Can we halt the extinction of species?
Approximately one million plant and animal species are now threatened with extinction. With this figure the World Biodiversity Council underlined the urgency of its first global report on Monday in Paris. Human beings are destroying the very life they depend on, warned Robert Watson, chairman of the UN body. Commentators say they know what needs to be done - but not how to do it.
End misguided subsidy policies
The Süddeutsche Zeitung explains what needs to be done to slow down species extinction:
“In the financial markets there needs to be more focus on examining the impact investments have on nature and biodiversity - as there now is in relation to climate protection. To protect biodiversity we need a global agreement like the Paris Agreement on climate action - where nations are contractually bound to protect much larger areas of land. That would compel European agricultural policy to focus on sustainability instead of mass production. With subsidies currently amounting to 60 billion euros a year, this would change a lot. And yes, the times of cheap meat must also come to an end.”
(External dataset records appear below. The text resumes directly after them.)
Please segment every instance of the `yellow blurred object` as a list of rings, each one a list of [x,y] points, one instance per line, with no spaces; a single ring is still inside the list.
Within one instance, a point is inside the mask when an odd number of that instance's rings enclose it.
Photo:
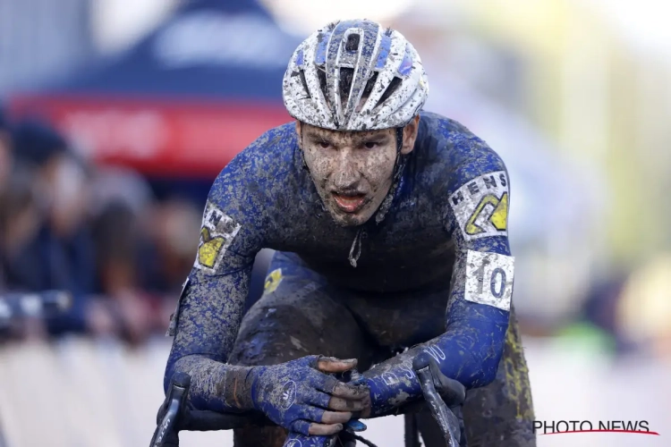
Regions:
[[[656,355],[671,358],[671,253],[657,256],[632,275],[617,319],[632,340],[649,342]]]

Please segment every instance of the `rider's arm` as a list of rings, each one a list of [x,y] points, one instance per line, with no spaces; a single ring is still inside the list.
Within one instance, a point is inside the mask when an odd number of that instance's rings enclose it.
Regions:
[[[234,370],[238,378],[249,370],[225,362],[240,327],[254,257],[264,245],[265,188],[262,180],[250,174],[254,163],[250,151],[241,153],[212,185],[196,260],[171,321],[174,340],[164,387],[174,372],[189,374],[189,399],[200,409],[251,405],[236,402],[235,396],[225,396],[222,390]],[[241,389],[244,385],[239,384]]]
[[[364,374],[372,416],[421,394],[412,371],[420,351],[467,388],[494,380],[503,353],[513,289],[507,238],[509,185],[503,161],[486,150],[454,173],[446,185],[444,224],[455,244],[446,331]]]

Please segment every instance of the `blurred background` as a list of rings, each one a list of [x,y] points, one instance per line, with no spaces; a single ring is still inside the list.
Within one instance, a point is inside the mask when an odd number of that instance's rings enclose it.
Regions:
[[[421,55],[426,109],[508,166],[537,418],[661,434],[539,445],[669,445],[669,16],[654,0],[0,0],[0,294],[73,294],[65,315],[0,325],[7,444],[149,443],[212,181],[290,120],[298,43],[365,17]],[[401,445],[399,422],[370,438]]]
Our rapacity knows no limits
Bert Wagendorp, columnist for De Volkskrant, doubts that human beings are capable of taking the steps needed:
“The mercilessness with which Homo Sapiens is exploiting the planet, driving out other species or destroying their habitats, is unprecedented in the history of life. There are no limits to our inventiveness and rapacity and the speed at which the drastic destruction is taking place is only increasing. ... The report is really calling for a new type of human being, free of egoism and greed and able to live sustainably in harmony with nature. It contains the warning that the 'transformative change can expect opposition from those with interests vested in the status quo.' That much is clear. And it doesn't make for optimism.”
Man versus nature
Human beings and nature are just not compatible at the moment, writes Le Figaro:
“Let's be frank and admit that we are riddled with contradictions: we want immaculate lawns, free of vipers and moles, we like bees for making honey but we don't want them buzzing round our ears! Of course we need to change how we see the world ... Global growth is bringing a part of humanity out of poverty. But at what price for the environment? Who do we want to save: human beings or nature? Especially because human beings are dependent on nature. ... A modern dilemma that will be with us for a long time to come. ”
At last a global approach
Dagens Nyheter, on the other hand, sees grounds for optimism:
“This is a well-conceived report with 130 countries behind it. That's good news. All too often the focus is on the individual and what the individual is doing wrong: domestic flights are bad, but ships are worse, and woe betide anyone who buys a new pair of jeans because the textile industry is a worse carbon polluter than the airlines and the shipping industry combined. Everything is bad and dangerous. ... In the end it all comes down to laws and regulations, a global agreement. And that is the positive aspect now: every nation that signs a report saying the situation is acute is committing to doing something about it.”